Crystal: Yeah, there’s a lot. One is such a powerful story, I wish she was here to tell it. Maybe we can get her to come on here and tell it another time? 

 

Treating Seizures with the Ketogenic Diet

This woman – her son was two years old when he developed seizures. He was having up to 100 seizures a day and was told he would probably die – and went on to try every conventional treatment option available. 

 

Then one day he tried the ketogenic diet, and within a couple of days his seizures stopped. Now he’s a thriving teenage boy who has never had another seizure since switching to keto. 

 

So in this case the ketogenic diet was used as a treatment, a research project that we continue to support both for epilepsy as well as for other neurological diseases like Alzheimer’s disease. 

 

Treating Major Depressive Disorder with Magnetic Brain Stimulation

Another fascinating research project is focused on magnetic brain stimulation. Magnetic brain stimulation increases the depressed area of the brain in people with major depressive disorder and helps them get to the point where they can do  therapies and treatments. 

 

When you’re at that stage of major depressive disorder, you have such low brain activity in an area of your brain that you simply lack motivation and ability to see your friends, go for a walk, or change your diet. 

 

This helps promote the start of a new possibility and reality for people with that disorder. 

 

And if you reverse this idea and take that same technology to instead decrease stimulation in the excited area of the brain, this could hold the key to treating Tourettes or seizures. The first TMS machine used for public and adults has made it to market and is in Alberta.

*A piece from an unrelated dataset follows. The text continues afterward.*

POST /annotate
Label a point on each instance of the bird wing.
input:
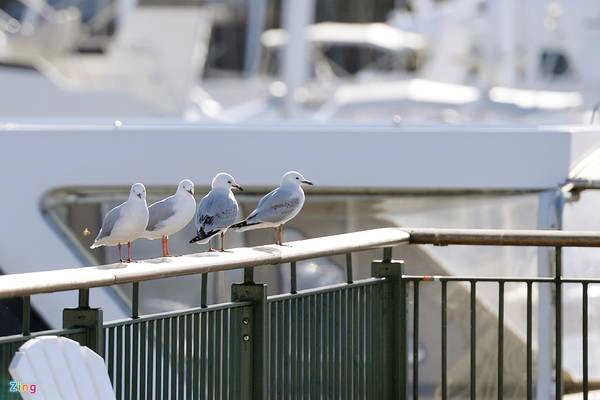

Josh: That’s really cool tech. Wonderful to see the impact your foundation has already had since you’ve started it. So, this brings me to my last question for today:

Crystal: Be the CEO of your body and of your health. Become the biggest expert on you and advocate for yourself and your health. When you have that mindset, you take all of the information in with a grain of salt, cross reference it with what you know and feel, talk to different experts because unfortunately in the medical system you might talk to one expert who disagrees with the next – and you’re stuck there as a non-medical expert to make a very serious decision. 

 

It’s also worth looking into success stories of other people who’ve been able to navigate conventional or unconventional health care systems, and have really positive outcomes. 

 

Unfortunately, when you go to the doctor’s office, you get painted this very ugly picture of your future and it’s really hard to resist the downward spiral in your head. The visions of you being in a wheelchair in the future – it’s a hard picture to get rid of and takes a lot of work.

 

Once you look and find stories of hope, it is inspiring how many there are. You may gain inspiration from my story, but know that there are stories out there that kick my story’s ass! I love the power stories have for healing and providing hope.


Josh: Crystal, thank you so much. Your story is wonderful and ever-so inspiring. I wish we recorded our conversation in video format so that we could have shared your radiant personality to all our readers, along with your hopeful and tremendous success story!